# Finding quotient using while loop

Gold Member
Suppose that the number ##\pi## is divided by 2. The resulting quotient is divided by 2 again. This process is continued till the current quotient is less than or equal to 0.01. What is the largest quotient that is greater than 0.01?

Here is my attempt:

Code:
r = 1;
quo = 1;

while  (quo  >  0.01)

quo  =  pi / 2;
num(r) = quo;
r = r+1;
end

disp('The largest quotient greater than 0.01 is: ' ,(num(r-1)) )

The processing takes about 20 or 30 seconds and then i get this error in the command window:

Out of memory. Type HELP MEMORY for your options.

Error in piquo (line 7)
num(r) = quo;

Suppose that the number ##\pi## is divided by 2. The resulting quotient is divided by 2 again. This process is continued till the current quotient is less than or equal to 0.01. What is the largest quotient that is greater than 0.01?

Here is my attempt:

Code:
r = 1;
quo = 1;

while  (quo  >  0.01)

quo  =  pi / 2;
num(r) = quo;
r = r+1;
end

disp('The largest quotient greater than 0.01 is: ' ,(num(r-1)) )

The processing takes about 20 or 30 seconds and then i get this error in the command window:

Out of memory. Type HELP MEMORY for your options.

Error in piquo (line 7)
num(r) = quo;

It might be better to take the quo=pi/2 statement outside of the while loop ...

Gold Member
Here is the modified script:

Code:
r = 1;
quo = 1;

while  (quo  >  0.01)

num(r) = quo;
r = r+1;
end

quo  =  pi / 2;

disp('The largest quotient greater than 0.01 is: ' ,(num(r-1)) )

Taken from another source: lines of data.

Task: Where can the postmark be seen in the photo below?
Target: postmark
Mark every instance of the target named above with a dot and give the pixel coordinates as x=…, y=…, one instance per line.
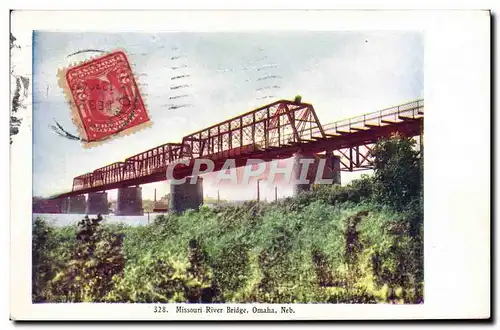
x=104, y=98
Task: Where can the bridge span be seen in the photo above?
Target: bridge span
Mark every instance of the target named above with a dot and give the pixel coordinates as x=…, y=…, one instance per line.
x=278, y=130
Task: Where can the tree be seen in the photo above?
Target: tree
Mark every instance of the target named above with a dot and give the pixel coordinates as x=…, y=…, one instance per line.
x=397, y=171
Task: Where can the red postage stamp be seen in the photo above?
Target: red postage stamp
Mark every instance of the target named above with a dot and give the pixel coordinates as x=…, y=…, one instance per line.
x=104, y=97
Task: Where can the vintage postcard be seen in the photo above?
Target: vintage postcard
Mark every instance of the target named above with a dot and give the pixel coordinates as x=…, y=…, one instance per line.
x=213, y=173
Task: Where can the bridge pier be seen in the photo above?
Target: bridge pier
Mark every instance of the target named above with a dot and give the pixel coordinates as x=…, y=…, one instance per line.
x=129, y=201
x=97, y=203
x=77, y=204
x=331, y=170
x=186, y=196
x=64, y=204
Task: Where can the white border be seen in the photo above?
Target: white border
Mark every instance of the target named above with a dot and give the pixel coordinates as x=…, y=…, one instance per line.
x=457, y=180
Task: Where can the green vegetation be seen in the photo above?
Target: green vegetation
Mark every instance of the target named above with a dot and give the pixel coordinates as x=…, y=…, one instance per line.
x=362, y=243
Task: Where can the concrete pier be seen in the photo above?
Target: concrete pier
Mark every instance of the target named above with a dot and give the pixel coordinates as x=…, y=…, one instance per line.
x=129, y=201
x=186, y=196
x=331, y=170
x=97, y=203
x=77, y=204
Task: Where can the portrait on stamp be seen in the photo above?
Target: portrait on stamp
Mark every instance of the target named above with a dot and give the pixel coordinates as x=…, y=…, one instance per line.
x=104, y=98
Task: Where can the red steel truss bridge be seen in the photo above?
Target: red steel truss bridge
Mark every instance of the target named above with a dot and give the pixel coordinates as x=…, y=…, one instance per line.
x=274, y=131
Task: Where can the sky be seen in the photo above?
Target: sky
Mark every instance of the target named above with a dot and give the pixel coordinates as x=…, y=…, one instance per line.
x=342, y=74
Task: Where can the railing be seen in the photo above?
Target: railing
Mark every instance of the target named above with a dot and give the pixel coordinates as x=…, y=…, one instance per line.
x=157, y=159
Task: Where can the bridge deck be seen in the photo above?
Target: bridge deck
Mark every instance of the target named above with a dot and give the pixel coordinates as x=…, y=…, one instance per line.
x=274, y=131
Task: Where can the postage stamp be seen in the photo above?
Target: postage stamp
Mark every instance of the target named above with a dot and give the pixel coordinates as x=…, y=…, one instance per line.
x=283, y=179
x=104, y=98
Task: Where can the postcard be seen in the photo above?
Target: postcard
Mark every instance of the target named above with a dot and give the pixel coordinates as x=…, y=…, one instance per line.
x=214, y=168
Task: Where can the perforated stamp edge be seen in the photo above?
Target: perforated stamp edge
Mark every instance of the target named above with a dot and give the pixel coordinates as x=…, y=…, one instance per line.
x=75, y=115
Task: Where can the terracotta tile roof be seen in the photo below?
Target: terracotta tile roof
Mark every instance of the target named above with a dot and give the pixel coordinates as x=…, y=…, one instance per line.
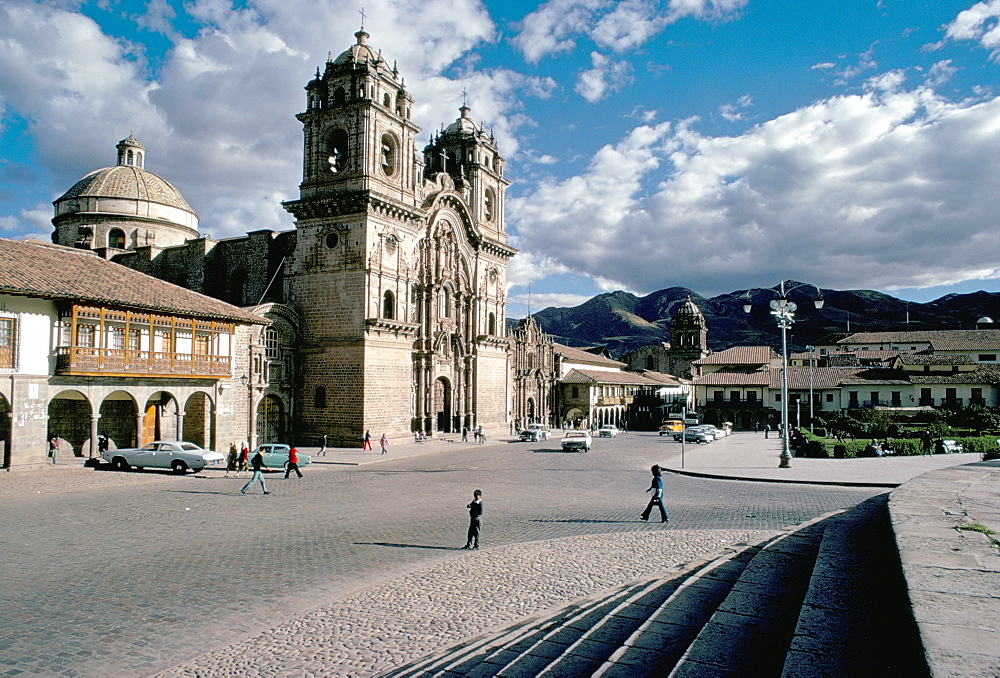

But Matlab just keeps processing, and then crashes.

Maybe you meant to use a nested while loop? I don't know how that would work.

I'm quite sure that i need to use a while loop in this problem, as i don't know how many iterations are required for the quotient to become less than 0.01. num(r) is an array that represents the index which contains the corresponding quotient, based on the number of times r that the while loop is executed.

Here is the modified script:

Code:
r = 1;
quo = 1;

while  (quo  >  0.01)

num(r) = quo;
r = r+1;
end

quo  =  pi / 2;

disp('The largest quotient greater than 0.01 is: ' ,(num(r-1)) )

But Matlab just keeps processing, and then crashes.

Maybe you meant to use a nested while loop? I don't know how that would work.

I'm quite sure that i need to use a while loop in this problem, as i don't know how many iterations are required for the quotient to become less than 0.01. num(r) is an array that represents the index which contains the corresponding quotient, based on the number of times r that the while loop is executed.

No, what I meant was your loop kept setting quo to pi/2 as its first action, hence why it didn't terminate. You have a similar problem with your revised loop in that you never change quo.

Have a look at the attached Mathcad example of what I think you want to achieve.

#### Attachments

• phys - 12 06 15 iteration 01.jpg
9.4 KB · Views: 456
Gold Member
Here is the revised code:

Code:
r = 1;
quo = pi;

while  (quo  >  0.01)

quo  =  quo / 2;
num(r) = quo;
r = r+1;
end

disp(num(r-2))

I believe it's correct, as i get the answer: 0.0123

However, i cannot display the line: The largest quotient greater than 0.01 is: 0.0123

I tried this format but it didn't work: disp('The largest quotient greater than 0.01 is: ' ,num(r-2) )

Here is the revised code:

Code:
r = 1;
quo = pi;

while  (quo  >  0.01)

quo  =  quo / 2;
num(r) = quo;
r = r+1;
end

disp(num(r-2))

I believe it's correct, as i get the answer: 0.0123

However, i cannot display the line: The largest quotient greater than 0.01 is: 0.0123

I tried this format but it didn't work: disp('The largest quotient greater than 0.01 is: ' ,num(r-2) )

I'm not a Matlab user, so don't take what I say as Gospel, but I don't think disp works like that. According to the on-line Help, you've got convert the number to a string and, for example, concatenate it with your string. See http://www.mathworks.co.uk/help/techdoc/ref/disp.html for details.

PS. The code looks better now and the result seems OK.

Gold Member
OK, thanks for your help, NemoReally.

OK, thanks for your help, NemoReally.
No worries.